We raise our hands when required and learning a little bit more about each other, but it’s different because we can see each other and clock our inconsistencies and we’re perhaps more self-conscious about what the others will think of us having those opinions and inconsistencies. We’re being asked whether we care how these strangers think of us. Some of us might, some of us clearly do. I warm to the person who clearly doesn’t even if I disagree with them on one or two of the fundamentals.

Then it’s over. We’re led from the car to the bar upstairs for complementary coffee and to meet the artists and I feel, well I feel changed. As anyone who’s met me at press and private previews will know (or been reading this blog to be frank) I tend to be a nervy presence around strangers at the best of times and at the worst wordless but the outspoken version of me turns up for this complementary coffee and even after most of the group has to go I sit chatting with the artists for ages.

They ask me what I thought of the piece. I ask them what they meant by it (see above) and the conversation shifts from narrative considerations to how it would work with repeat visitors and the overall experience, not that most it had sunk in yet. It has now (again see above). All along I’m thinking about what happened to me up until this point, where my confidence went and why I do feel so cripplingly self conscious all of the time. I’ve thought these thoughts before, but again I ask, internally, what happened?

The structure of the piece is dictated by the space and Persis-Jade Maravala, the writer, wonders if the sections shouldn’t be in a different order. But the order that is here seems perfect to me, as the five strangers, have their inhibitions broken down by hat wearing to giving their opinions in the car, to voicing them on the hill to having all that shut down and being forced to confront themselves in the Intimatron.

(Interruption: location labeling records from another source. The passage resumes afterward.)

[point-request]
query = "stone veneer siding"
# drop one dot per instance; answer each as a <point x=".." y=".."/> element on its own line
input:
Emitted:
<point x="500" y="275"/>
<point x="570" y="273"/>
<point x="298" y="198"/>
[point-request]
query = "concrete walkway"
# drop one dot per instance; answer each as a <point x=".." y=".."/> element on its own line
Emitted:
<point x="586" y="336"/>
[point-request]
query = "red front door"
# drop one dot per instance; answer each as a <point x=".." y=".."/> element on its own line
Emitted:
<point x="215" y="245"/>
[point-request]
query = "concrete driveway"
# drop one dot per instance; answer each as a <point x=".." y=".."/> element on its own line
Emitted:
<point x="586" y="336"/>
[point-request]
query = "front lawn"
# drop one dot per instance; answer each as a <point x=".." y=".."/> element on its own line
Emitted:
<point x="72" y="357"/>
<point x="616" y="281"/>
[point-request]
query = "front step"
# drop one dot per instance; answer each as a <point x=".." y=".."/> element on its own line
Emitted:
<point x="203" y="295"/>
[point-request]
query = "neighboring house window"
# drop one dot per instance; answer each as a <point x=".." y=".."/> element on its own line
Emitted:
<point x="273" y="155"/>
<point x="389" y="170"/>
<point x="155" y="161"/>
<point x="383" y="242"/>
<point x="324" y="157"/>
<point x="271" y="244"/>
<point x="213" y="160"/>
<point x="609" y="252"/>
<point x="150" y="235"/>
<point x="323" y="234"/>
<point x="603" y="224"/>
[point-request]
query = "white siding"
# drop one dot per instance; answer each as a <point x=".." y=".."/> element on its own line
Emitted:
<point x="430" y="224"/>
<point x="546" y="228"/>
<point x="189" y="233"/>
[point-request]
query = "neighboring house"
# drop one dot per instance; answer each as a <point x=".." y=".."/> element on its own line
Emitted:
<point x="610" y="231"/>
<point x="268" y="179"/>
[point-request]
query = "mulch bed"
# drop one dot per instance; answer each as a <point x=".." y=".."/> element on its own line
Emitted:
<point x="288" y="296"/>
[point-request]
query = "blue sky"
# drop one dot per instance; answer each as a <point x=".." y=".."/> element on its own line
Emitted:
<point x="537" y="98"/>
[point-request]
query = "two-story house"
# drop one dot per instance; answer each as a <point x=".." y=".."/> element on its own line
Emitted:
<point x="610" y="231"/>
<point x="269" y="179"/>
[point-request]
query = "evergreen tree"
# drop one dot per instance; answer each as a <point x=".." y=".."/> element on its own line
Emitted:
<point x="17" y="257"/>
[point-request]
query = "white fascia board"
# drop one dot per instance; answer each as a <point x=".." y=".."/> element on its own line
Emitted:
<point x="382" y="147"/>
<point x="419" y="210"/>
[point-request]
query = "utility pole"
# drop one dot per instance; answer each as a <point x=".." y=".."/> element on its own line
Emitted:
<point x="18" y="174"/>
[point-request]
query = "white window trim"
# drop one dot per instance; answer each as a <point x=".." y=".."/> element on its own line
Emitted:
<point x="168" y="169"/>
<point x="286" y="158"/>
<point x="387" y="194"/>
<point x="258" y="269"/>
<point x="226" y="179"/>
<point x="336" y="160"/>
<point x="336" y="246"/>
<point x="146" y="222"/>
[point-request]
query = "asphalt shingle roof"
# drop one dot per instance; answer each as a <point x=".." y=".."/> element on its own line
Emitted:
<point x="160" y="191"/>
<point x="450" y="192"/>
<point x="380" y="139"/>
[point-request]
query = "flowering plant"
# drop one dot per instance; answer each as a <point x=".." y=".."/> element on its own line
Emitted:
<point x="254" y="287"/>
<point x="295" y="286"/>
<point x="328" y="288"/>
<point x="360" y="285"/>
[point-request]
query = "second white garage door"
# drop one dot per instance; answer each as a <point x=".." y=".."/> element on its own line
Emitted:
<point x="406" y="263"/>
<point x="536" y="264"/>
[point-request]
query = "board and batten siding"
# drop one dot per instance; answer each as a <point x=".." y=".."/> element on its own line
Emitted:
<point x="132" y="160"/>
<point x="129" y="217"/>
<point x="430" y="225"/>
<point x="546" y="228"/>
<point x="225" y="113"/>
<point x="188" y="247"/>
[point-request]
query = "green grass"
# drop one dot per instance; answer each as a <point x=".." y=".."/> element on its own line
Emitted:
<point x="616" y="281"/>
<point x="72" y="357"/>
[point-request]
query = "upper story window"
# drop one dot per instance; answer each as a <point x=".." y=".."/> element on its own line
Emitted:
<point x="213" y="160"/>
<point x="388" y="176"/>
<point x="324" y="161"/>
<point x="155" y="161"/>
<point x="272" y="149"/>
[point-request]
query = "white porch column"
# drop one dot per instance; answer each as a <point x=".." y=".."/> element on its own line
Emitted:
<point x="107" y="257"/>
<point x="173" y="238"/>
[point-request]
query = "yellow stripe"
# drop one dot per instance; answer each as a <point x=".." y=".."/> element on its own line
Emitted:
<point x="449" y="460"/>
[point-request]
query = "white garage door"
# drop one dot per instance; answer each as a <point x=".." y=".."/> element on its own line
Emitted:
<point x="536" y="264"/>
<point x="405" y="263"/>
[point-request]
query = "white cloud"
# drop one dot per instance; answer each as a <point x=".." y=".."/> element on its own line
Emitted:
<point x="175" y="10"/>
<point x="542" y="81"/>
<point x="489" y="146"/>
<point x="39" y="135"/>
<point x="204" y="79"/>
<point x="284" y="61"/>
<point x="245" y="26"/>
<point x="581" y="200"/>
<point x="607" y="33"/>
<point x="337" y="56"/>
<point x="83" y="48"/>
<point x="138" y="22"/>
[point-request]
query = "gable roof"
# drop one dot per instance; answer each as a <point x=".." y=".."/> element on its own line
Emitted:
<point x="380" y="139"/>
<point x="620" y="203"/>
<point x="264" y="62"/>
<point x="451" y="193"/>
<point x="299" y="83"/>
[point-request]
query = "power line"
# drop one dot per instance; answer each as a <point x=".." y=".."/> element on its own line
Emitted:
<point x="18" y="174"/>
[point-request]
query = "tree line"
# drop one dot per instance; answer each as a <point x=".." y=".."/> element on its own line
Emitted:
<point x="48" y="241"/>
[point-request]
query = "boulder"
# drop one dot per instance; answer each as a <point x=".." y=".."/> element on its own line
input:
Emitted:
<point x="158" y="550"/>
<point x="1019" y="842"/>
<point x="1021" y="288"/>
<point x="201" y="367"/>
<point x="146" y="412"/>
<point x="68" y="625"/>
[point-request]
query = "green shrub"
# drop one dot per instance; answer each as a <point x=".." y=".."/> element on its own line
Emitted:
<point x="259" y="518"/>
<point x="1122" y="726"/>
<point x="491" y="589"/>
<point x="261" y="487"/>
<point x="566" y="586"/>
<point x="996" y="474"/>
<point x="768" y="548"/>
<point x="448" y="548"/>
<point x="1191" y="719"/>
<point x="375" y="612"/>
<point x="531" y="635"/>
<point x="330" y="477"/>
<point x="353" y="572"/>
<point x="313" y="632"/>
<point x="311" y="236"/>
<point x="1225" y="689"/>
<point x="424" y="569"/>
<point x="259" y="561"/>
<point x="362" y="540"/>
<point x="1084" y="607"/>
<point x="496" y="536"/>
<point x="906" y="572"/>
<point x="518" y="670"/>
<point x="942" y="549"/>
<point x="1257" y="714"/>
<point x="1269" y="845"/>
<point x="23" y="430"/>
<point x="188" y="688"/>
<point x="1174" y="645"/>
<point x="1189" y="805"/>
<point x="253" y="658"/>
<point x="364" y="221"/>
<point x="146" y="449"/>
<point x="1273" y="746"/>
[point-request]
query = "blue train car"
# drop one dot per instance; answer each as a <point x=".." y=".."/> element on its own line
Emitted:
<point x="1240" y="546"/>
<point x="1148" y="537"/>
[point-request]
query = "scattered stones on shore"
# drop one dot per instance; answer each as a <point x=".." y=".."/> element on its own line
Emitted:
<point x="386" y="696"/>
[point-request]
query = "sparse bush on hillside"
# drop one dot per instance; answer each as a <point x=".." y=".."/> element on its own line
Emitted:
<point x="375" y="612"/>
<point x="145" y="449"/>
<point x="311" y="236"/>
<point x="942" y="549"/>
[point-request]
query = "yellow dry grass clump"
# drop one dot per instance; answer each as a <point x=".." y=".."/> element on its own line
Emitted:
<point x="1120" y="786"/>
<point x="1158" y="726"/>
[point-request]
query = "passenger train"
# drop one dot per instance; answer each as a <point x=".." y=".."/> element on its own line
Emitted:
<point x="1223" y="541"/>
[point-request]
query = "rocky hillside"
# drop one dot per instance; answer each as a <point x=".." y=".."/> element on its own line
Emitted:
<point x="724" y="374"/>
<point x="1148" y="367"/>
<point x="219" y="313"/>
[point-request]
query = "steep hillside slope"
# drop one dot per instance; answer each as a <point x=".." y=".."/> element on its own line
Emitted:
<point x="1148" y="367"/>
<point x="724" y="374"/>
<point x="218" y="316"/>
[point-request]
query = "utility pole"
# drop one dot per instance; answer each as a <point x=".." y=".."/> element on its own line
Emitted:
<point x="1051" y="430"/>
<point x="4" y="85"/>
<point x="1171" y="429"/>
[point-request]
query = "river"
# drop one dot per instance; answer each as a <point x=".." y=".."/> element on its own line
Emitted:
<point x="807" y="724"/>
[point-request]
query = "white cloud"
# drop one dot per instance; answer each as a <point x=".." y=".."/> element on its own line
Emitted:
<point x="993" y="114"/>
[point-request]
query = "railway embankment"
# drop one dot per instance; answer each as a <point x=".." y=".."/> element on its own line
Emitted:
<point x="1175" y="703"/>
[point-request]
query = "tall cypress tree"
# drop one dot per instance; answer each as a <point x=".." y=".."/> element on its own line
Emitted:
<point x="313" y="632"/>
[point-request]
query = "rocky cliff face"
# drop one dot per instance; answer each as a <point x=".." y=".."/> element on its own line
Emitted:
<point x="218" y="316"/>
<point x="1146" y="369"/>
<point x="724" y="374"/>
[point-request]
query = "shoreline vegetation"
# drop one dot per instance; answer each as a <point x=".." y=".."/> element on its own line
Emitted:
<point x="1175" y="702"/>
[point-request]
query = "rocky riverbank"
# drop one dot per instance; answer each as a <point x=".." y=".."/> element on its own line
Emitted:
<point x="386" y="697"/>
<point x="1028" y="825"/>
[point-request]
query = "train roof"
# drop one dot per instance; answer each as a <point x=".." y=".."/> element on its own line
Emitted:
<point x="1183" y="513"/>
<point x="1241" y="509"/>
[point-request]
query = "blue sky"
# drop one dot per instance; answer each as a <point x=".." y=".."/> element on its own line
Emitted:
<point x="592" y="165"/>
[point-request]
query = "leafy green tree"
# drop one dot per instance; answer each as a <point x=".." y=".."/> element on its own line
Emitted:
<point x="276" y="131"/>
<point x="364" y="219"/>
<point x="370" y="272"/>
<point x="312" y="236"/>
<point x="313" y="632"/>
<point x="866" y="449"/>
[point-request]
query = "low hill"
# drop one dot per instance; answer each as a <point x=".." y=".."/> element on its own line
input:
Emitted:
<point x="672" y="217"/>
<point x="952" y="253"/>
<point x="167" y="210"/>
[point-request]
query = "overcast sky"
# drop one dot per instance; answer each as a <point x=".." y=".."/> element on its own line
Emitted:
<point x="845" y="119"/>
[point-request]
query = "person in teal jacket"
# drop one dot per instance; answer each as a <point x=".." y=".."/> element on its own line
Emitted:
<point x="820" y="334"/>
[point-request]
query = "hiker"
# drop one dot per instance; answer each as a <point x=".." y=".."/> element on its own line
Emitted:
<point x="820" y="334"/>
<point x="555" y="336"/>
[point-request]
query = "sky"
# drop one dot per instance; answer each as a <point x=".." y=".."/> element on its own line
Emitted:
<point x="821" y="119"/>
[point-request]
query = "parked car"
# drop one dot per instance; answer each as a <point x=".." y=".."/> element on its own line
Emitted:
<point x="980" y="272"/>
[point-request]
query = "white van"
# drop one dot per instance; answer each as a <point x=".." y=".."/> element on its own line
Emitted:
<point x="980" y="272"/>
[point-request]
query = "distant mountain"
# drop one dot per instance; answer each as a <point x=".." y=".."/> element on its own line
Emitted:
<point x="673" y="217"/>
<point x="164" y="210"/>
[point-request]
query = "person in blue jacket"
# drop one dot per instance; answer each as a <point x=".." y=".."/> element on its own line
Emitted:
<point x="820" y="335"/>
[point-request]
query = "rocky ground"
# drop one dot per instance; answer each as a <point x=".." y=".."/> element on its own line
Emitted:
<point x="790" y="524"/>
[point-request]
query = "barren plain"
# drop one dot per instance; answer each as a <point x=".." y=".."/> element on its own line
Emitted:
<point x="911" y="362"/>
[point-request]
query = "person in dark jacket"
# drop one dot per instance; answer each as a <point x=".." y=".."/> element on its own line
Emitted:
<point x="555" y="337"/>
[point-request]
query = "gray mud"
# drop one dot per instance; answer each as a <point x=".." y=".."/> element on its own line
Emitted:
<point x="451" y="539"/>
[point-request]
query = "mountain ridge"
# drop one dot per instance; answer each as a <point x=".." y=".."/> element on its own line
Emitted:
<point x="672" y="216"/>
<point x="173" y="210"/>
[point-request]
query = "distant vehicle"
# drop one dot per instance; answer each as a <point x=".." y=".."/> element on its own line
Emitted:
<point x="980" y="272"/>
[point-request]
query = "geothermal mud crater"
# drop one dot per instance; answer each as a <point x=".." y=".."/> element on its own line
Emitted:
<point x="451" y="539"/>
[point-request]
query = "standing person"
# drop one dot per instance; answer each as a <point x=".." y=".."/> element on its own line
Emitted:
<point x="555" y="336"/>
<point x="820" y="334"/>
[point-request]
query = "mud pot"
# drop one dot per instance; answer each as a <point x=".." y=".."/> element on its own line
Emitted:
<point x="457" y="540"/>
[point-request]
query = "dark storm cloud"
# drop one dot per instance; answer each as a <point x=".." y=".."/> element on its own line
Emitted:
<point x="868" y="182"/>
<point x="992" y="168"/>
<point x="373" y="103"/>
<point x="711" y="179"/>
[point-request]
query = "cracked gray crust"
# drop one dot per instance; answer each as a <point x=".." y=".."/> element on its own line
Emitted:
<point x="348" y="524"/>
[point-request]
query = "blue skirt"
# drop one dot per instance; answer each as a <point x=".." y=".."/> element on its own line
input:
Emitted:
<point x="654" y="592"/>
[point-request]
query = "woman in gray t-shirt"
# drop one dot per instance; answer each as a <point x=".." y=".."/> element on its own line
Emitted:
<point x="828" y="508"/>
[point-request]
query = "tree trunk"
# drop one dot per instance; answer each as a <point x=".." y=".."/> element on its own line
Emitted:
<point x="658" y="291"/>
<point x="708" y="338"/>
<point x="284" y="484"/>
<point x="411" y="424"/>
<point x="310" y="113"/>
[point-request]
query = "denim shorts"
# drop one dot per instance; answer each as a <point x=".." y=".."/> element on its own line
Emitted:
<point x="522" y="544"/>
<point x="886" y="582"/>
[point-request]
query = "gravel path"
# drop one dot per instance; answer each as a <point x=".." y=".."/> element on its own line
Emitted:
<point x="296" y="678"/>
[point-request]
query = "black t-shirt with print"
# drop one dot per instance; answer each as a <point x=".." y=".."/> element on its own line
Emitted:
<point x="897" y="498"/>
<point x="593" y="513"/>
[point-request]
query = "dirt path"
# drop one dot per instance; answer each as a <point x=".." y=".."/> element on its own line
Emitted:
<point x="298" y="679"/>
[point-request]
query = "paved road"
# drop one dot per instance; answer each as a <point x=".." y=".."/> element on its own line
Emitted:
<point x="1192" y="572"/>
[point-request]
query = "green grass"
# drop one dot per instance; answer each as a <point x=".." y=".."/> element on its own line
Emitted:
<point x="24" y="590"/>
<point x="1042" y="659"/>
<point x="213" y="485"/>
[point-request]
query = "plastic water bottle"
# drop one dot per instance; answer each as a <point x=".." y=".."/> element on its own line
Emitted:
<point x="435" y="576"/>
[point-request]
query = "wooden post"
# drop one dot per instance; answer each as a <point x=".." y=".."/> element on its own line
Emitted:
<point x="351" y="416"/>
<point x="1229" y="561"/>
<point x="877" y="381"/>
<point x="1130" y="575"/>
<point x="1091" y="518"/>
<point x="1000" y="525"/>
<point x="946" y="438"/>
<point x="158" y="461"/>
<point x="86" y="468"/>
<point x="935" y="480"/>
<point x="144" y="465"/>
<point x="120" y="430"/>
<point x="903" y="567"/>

It is anti-climactic, but that’s generally what life is anyway.

As I said to them it’s The Breakfast Club. It’s a group of strangers gathering together to enjoy a profound incident but in the back of a taxi rather than smoking pot, dancing to Karla Devito and being made to look like a “real woman” by Molly Ringwald. Not that this didn’t stop me from wondering who in our group was a brain, an athlete, a basket case, a princess and a criminal and came to the same conclusion as John Hughes’s fictional students. We’re none of those things and all of them.

Is everyone’s experience supposed to be as philosophical as the one I had? I suppose it depends how willing you are to let go. Some visitors might not know quite what to do with it, their behavioural defences impregnable to its charms and a press view is artificially relaxed in that regard. But art is only as good as how much of yourself you’re willing to invest in it, and only the best art rewards that trust. I gave all of myself to Trade Secrets and was not disappointed.

Until Sunday 26th August.  Tours can be booked on the day only and places are allocated on a first come first served basis.